Rule 3(7)(vii) of the Income Tax Rules deals with the value of any benefit arising from the use of movable assets, other than laptops and computers, by an employee or their household members, belonging to the employer. Separately, Rule 3(7)(viii) deals with the situation where the employer transfers ownership of a movable asset to the employee. The tax treatment of these two situations is very different.
For other movable assets owned by the employer and merely made available for the employee's use, such as furniture, appliances, or other equipment (not laptops or computers, which are exempt as above), the taxable perquisite value is computed as 10% per annum of the actual cost of the asset to the employer (or the hire charges, if the employer has taken it on rent), reduced by any amount recovered from the employee.
When an employer actually transfers ownership of a movable asset to an employee, for example gifting an old laptop, mobile phone, or company car to the employee after a few years of use, this is treated as a taxable perquisite. The taxable value is the original cost of the asset to the employer, reduced by a notional depreciation for each completed year of use by the employer, minus any amount paid by the employee for the asset.

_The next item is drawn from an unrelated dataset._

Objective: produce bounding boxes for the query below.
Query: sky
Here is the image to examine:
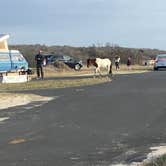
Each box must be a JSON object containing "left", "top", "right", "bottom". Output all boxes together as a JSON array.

| Asset Type | Depreciation Method & Rate |
|---|---|
| Computers and electronic items | 50% per year, on a reducing balance (written down value) basis |
| Motor cars | 20% per year, on a reducing balance (written down value) basis |
| Any other asset (furniture, appliances, etc.) | 10% per year, on a straight-line basis |
Reimbursement of actual mobile phone and internet bills incurred for official purposes, supported by bills, is generally treated as a reimbursement of business expenditure and not a perquisite, provided the connection is in the employee's name but used substantially for work and the employer's policy treats it as a business expense reimbursement. Where an employer-owned phone is simply used by the employee (ownership not transferred), similar reasoning to the laptop exemption is often applied in practice for company-owned mobile devices used for work, though mobile phones are not as explicitly named in Rule 3(7)(vii) as laptops and computers are, so employers should apply this carefully.
If you are simply using company-owned equipment, including laptops and computers, you generally have nothing to worry about from a perquisite tax perspective. The tax question arises specifically when ownership changes hands, typically when older equipment is gifted to employees during a refresh cycle, and at that point the depreciated value (not the original purchase price) becomes the taxable amount.